Disclaimer: The opinions expressed in this article are those of the author and not ScoopWhoop.
If there was one thing that I did with all my heart, it was babysitting. I was that person at parties whom people left their kids with, while they went for a quick chat or to grab lunch, I plead with neighbours to watch over their kids, and eagerly waited for cousins to birth new ones.
I have wanted five of mine, at one point.
You get the gist.
Then reality began to dawn one little thing at a time. Someone I know got pregnant, making me come up front with what actually happened when a baby was due.
It made me look at motherhood in a whole different light. What all went into the making of those cute feet and chubby cheeks was a massive realisation. Pregnancy can be a brutal experience for many, not the fruit of it. It made me distance myself from the experience, because sometimes, for reasons you'd never have known otherwise, your body develops ailments that hadn't been there before. People do have absolutely normal pregnancies, but being privy to the otherwise made me step away from motherhood, for the very first time.
I cannot imagine the patience that parents practice while dealing with a child's tantrum. Kids can go to any length to get things done their way- they will lie in the middle of the mall floor, wailing, they'll call you ugly names that god alone knows where they pick up from, and you will have to deal with the situation right there.
When you've given them 'no' as an answer for access to things around the house, you will be surprised at the ways they devise to get them. I had a three-year-old cousin live with me for an extended period of time, he broke my glasses, a very beautiful pen that was kept well out of his reach, and the remote of the TV was always missing batteries. I don't know how they tell me that 'It will be okay when you have yours.' I don't see how.
Just about last month, we had my friend's little cousin stay with us for a day. It was the single most tiring day of our lives. There's so much more than just food and shelter we need to be thankful to our parents for.
Our arrival would have been one of those big turning points in their lives, no matter how well-planned. When my flatmate's cousin stayed with us, it changed the way we lived that day. We had to hide things, be careful about how we talk, make sure the child is not out of sight for too long, and there was the constant process of cooking so that she's never hungry - that's how a parent spends their day. It was the single most exhausting one for me.
It's not easy to keep small people entertained. They change interests like the rich kids of social media change clothes.
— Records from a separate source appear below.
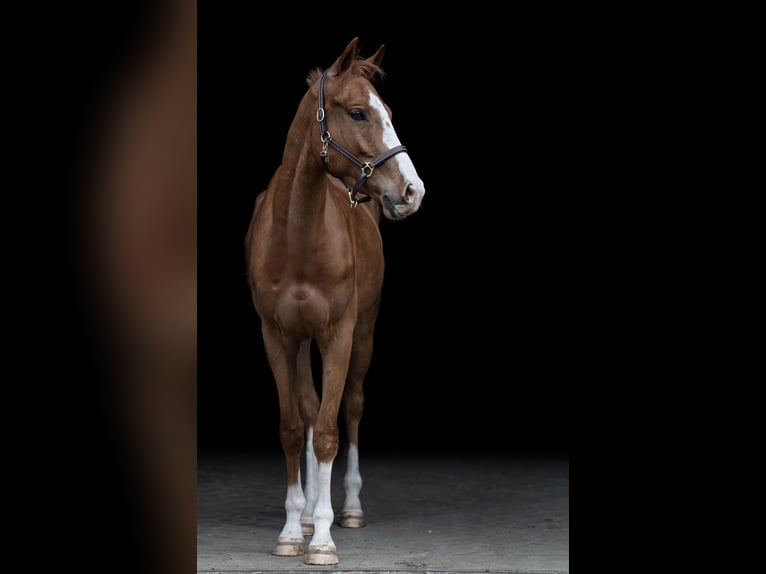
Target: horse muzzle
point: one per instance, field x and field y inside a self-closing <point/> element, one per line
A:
<point x="407" y="203"/>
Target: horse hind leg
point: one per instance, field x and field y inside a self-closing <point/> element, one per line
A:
<point x="351" y="515"/>
<point x="309" y="407"/>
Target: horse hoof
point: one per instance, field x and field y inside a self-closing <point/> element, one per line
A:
<point x="321" y="555"/>
<point x="352" y="519"/>
<point x="289" y="547"/>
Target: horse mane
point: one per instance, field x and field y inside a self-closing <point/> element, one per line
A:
<point x="359" y="67"/>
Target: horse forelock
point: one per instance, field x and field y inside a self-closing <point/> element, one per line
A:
<point x="359" y="67"/>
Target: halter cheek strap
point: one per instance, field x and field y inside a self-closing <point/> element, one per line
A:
<point x="366" y="167"/>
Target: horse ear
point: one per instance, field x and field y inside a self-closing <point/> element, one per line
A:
<point x="377" y="57"/>
<point x="346" y="58"/>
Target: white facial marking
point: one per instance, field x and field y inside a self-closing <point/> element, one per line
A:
<point x="352" y="481"/>
<point x="323" y="514"/>
<point x="294" y="503"/>
<point x="390" y="139"/>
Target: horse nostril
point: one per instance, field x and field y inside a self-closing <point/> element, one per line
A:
<point x="409" y="194"/>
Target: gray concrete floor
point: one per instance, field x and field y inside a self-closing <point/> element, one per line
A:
<point x="432" y="514"/>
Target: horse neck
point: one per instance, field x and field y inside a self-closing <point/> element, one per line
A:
<point x="301" y="188"/>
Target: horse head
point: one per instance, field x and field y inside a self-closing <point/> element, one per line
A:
<point x="357" y="137"/>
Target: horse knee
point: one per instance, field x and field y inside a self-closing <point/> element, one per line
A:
<point x="325" y="444"/>
<point x="354" y="405"/>
<point x="291" y="438"/>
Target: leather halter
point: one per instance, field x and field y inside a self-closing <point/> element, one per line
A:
<point x="366" y="167"/>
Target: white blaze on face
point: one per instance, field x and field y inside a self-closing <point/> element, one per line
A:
<point x="390" y="139"/>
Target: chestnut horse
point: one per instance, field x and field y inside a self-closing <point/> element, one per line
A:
<point x="315" y="269"/>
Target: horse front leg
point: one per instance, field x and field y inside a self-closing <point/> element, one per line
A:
<point x="336" y="350"/>
<point x="351" y="515"/>
<point x="282" y="358"/>
<point x="309" y="406"/>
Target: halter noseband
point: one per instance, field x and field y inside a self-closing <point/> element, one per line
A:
<point x="366" y="167"/>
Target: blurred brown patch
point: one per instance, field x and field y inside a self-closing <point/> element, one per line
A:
<point x="144" y="219"/>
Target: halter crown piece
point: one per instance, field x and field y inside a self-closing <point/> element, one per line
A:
<point x="366" y="167"/>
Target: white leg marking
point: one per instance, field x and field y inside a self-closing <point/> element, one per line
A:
<point x="307" y="518"/>
<point x="294" y="503"/>
<point x="323" y="514"/>
<point x="352" y="481"/>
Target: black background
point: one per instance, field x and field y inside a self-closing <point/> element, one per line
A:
<point x="495" y="296"/>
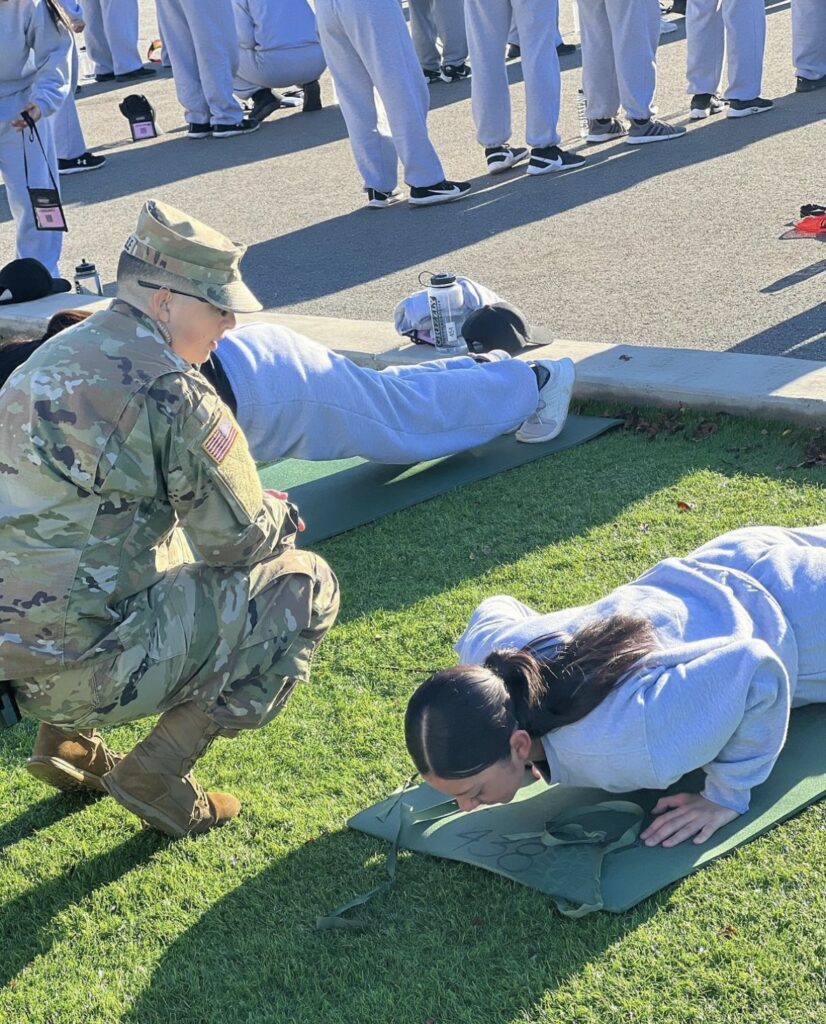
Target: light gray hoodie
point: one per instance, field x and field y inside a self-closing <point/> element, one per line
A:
<point x="34" y="58"/>
<point x="740" y="625"/>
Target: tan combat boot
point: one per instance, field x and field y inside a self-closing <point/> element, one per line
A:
<point x="71" y="760"/>
<point x="154" y="780"/>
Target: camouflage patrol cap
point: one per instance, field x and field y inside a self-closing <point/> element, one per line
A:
<point x="169" y="239"/>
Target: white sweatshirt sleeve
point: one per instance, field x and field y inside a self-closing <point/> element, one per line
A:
<point x="726" y="711"/>
<point x="50" y="45"/>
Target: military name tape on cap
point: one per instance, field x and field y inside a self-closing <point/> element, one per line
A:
<point x="134" y="247"/>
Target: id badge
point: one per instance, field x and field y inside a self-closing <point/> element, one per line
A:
<point x="47" y="210"/>
<point x="142" y="129"/>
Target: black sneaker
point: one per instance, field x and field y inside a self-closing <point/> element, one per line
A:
<point x="379" y="200"/>
<point x="137" y="73"/>
<point x="704" y="104"/>
<point x="86" y="162"/>
<point x="312" y="96"/>
<point x="265" y="101"/>
<point x="442" y="192"/>
<point x="549" y="159"/>
<point x="810" y="84"/>
<point x="501" y="158"/>
<point x="744" y="108"/>
<point x="245" y="127"/>
<point x="454" y="73"/>
<point x="199" y="130"/>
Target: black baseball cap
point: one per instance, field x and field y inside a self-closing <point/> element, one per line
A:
<point x="27" y="280"/>
<point x="502" y="326"/>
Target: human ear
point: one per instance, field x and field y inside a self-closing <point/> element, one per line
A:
<point x="521" y="744"/>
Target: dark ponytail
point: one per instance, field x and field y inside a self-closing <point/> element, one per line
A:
<point x="461" y="720"/>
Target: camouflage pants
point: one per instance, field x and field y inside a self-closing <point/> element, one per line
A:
<point x="236" y="643"/>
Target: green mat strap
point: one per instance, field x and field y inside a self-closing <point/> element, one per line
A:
<point x="567" y="829"/>
<point x="336" y="919"/>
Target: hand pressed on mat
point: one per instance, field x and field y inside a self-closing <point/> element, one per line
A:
<point x="684" y="815"/>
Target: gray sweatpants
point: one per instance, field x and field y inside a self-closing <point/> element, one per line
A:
<point x="278" y="69"/>
<point x="298" y="398"/>
<point x="733" y="28"/>
<point x="112" y="34"/>
<point x="619" y="55"/>
<point x="443" y="19"/>
<point x="203" y="48"/>
<point x="809" y="38"/>
<point x="367" y="47"/>
<point x="69" y="140"/>
<point x="488" y="25"/>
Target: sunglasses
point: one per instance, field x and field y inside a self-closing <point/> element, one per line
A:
<point x="174" y="291"/>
Or they might just get stuck with the most mundane things and keep doing it over and over again. You never know where you get stuck.
Let's accept it, small are people not equipped enough to make a decent catch with an inflated, light, plastic ball, you're left standing while they over gleefully chase the ball they've missed. And once a child's bored, there's no saying what might pique their interest, like the socket on the plug-point. There's a reason it's called a 24/7 job and I don't think I could be on my toes enough to live up to it.
I have often heard my parents very casually put off trips and many adult, fun things they could do, trying to fit it all around my life for more than two decades. Knowing this made me realise that even though I might like kids, it's the responsibility and emotions I won't be able to manage.
I have repaid my parents with staying out late on birthdays because 'things did not go as planned'. And I don't think I can bear the thought of not being on my child's priority list after all the things I might just have to put on hold so that their life is a smooth sail. Knowing how I have been as a kid, I can only imagine what all my offspring might unleash on me - not ready for that, don't know if I'll ever be.
The decision took years to reach to. We take the glorified motherhood lightly because it's made to look so easy. What we see are merely moments of the long, gruelling years that go into making an individual capable of taking on the world.
And I am scared I would royally mess that up.